Alexander Herr wird beim ersten Skispringen der Saison Zweiter und will nun noch mehr

Es war ein ungewohnte Situation. Zumindest für Alexander Herr. Da stand er nun, der Skispringer aus dem Schwarzwald. Direkt neben dem Janne Ahonen. Der Finne lächelte. Das wirkte eher schon professionell. Natürlich, Ahonen schien von seinem Sieg zum Auftakt der Saison nicht sonderlich überrascht. Doch bei dem Herrn, der bei der Siegerehrung neben ihm auf dem Podest stand, war das anders: der Deutsche strahlte, als gehöre ihm für einen Moment die kleine kalte Welt im Ruka-Skistadion: Er stand rechts vom Sieger – dort wo sich der Zweitplatzierte positioniert bei der Zeremonie.

Mit dem besten Einzelresultat seiner Karriere hatte sich der Springer aus Schonach an die Spitze der deutschen Mannschaft katapultiert, in der Michael Uhrmann Achter, Georg Späth Elfter wurde und Jörg Ritzerfeld auf Rang 13 landete. Ein beachtliches Gesamtergebnis, das allein durch den Aufritt von Martin Schmitt getrübt wurde. Der ehemalige Weltmeister war im ersten Durchgang schon bei 107,5 Metern gelandet und hatte somit das Finale der besten 30 deutlich verpasste.

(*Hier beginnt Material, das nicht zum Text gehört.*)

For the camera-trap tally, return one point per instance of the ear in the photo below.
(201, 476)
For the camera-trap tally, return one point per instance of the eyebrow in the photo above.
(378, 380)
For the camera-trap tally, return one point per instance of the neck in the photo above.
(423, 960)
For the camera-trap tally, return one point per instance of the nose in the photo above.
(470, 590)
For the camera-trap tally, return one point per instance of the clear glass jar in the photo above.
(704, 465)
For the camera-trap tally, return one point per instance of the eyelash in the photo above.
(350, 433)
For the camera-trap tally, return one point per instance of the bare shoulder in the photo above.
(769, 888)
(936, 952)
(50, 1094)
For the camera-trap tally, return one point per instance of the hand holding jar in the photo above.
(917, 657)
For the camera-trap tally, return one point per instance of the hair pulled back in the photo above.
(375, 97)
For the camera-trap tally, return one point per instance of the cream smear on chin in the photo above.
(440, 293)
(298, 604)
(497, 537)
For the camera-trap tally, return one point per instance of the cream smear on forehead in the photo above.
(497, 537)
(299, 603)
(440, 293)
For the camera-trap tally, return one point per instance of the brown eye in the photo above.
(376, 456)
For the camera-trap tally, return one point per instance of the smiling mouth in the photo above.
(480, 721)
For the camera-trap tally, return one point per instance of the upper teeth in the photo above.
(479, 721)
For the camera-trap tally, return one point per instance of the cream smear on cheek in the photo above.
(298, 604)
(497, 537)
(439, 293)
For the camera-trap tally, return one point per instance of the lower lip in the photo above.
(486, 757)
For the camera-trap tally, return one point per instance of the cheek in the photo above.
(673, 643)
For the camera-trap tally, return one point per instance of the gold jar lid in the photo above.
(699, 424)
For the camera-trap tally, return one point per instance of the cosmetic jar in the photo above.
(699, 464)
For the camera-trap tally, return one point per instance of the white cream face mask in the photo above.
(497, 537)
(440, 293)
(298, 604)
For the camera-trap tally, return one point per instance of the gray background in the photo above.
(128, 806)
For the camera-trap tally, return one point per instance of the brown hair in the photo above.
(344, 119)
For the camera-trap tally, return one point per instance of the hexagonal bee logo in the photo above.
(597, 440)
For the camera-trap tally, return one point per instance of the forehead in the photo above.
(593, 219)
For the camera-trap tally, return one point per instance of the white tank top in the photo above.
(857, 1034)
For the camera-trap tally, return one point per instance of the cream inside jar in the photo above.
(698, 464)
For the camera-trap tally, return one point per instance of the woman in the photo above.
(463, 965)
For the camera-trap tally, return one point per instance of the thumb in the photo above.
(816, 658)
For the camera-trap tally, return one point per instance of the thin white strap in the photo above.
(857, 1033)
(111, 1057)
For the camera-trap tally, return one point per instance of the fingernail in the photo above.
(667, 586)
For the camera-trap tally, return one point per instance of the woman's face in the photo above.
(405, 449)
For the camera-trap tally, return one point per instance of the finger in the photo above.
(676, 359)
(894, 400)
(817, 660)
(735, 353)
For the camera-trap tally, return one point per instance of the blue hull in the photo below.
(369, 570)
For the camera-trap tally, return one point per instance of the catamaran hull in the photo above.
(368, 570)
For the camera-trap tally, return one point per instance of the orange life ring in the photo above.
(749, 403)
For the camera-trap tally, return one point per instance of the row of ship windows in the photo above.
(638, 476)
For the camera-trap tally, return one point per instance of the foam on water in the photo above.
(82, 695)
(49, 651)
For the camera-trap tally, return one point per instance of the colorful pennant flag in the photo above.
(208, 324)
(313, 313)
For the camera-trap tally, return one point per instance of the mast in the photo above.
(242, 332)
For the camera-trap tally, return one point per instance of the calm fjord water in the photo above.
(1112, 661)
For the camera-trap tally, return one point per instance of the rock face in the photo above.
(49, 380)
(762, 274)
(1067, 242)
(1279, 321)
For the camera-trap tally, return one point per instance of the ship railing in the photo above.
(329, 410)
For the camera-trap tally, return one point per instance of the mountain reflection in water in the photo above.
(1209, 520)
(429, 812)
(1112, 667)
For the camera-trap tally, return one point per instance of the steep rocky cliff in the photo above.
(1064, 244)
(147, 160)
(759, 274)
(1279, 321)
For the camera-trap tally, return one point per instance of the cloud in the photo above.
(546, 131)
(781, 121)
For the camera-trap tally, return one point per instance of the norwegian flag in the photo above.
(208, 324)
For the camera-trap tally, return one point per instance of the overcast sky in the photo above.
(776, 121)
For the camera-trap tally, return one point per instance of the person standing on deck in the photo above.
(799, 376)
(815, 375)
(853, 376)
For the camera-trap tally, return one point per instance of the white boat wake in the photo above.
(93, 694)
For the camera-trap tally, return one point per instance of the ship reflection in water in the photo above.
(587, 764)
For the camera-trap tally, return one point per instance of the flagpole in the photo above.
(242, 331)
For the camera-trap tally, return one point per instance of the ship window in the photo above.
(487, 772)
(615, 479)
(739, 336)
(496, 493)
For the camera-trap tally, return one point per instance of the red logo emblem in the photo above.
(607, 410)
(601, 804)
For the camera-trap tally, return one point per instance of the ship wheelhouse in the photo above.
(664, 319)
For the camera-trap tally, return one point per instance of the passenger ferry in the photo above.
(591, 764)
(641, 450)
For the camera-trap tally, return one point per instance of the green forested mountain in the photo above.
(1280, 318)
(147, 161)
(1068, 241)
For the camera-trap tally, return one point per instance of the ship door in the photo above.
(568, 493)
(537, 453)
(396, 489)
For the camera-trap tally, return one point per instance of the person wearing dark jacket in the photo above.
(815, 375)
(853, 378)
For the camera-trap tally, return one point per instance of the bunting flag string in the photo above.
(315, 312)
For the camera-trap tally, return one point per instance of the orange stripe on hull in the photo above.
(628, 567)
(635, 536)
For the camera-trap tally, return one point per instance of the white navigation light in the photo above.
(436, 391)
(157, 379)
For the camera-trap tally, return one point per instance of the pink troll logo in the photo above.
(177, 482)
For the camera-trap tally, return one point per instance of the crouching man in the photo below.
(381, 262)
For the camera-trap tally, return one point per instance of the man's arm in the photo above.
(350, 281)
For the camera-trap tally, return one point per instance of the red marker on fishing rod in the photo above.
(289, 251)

Welchen Stellenwert die beiden Flüge von Alexander Herr auf 138,5 und 126,5 Meter für die deutschen Springer hatten, verdeutlichte die Aussage von Teamkollege Michael Uhrmann, im Vorwinter einziger Sieger in der deutschen Mannschaft. „Es ist ganz wichtig, dass einer von uns vorne dabei ist. Es ist egal, wer es ist“, sagte Uhrmann.

Sieger Ahonen sprang mit 144,5 und 142 Metern zwar deutlich weiter als Herr, doch das störte den Zweitplatzierten nicht. „Ein Wahnsinn, dass ich mit einem schwachen zweiten Sprung hier aufs Podest komme“, sagte Alexander Herr. „Ich bin total glücklich.“

Schon Ende der vergangenen Saison hatte Alexander Herr mit den Rängen drei und sechs Hoffnungen geweckt nach einem insgesamt für ihn misslungenen Winter. Jetzt hat er gezeigt, dass die Saisonvorbereitung unter Anleitung seines Vaters und Trainers Hans-Paul Herr effektiv genug ist und ihn auf Spitzenpositionen bringen kann. „Der zweite Platz bedeutet mir heute sehr viel, denn ich habe auch sehr viel dafür getan und körperlich investiert“, sagte Alexander Herr. Die intensive Arbeit des Schwarzwälders mit dem Kinnbärtchen mündete zum richtigen Zeitpunkt in einer sehr guten Leistung.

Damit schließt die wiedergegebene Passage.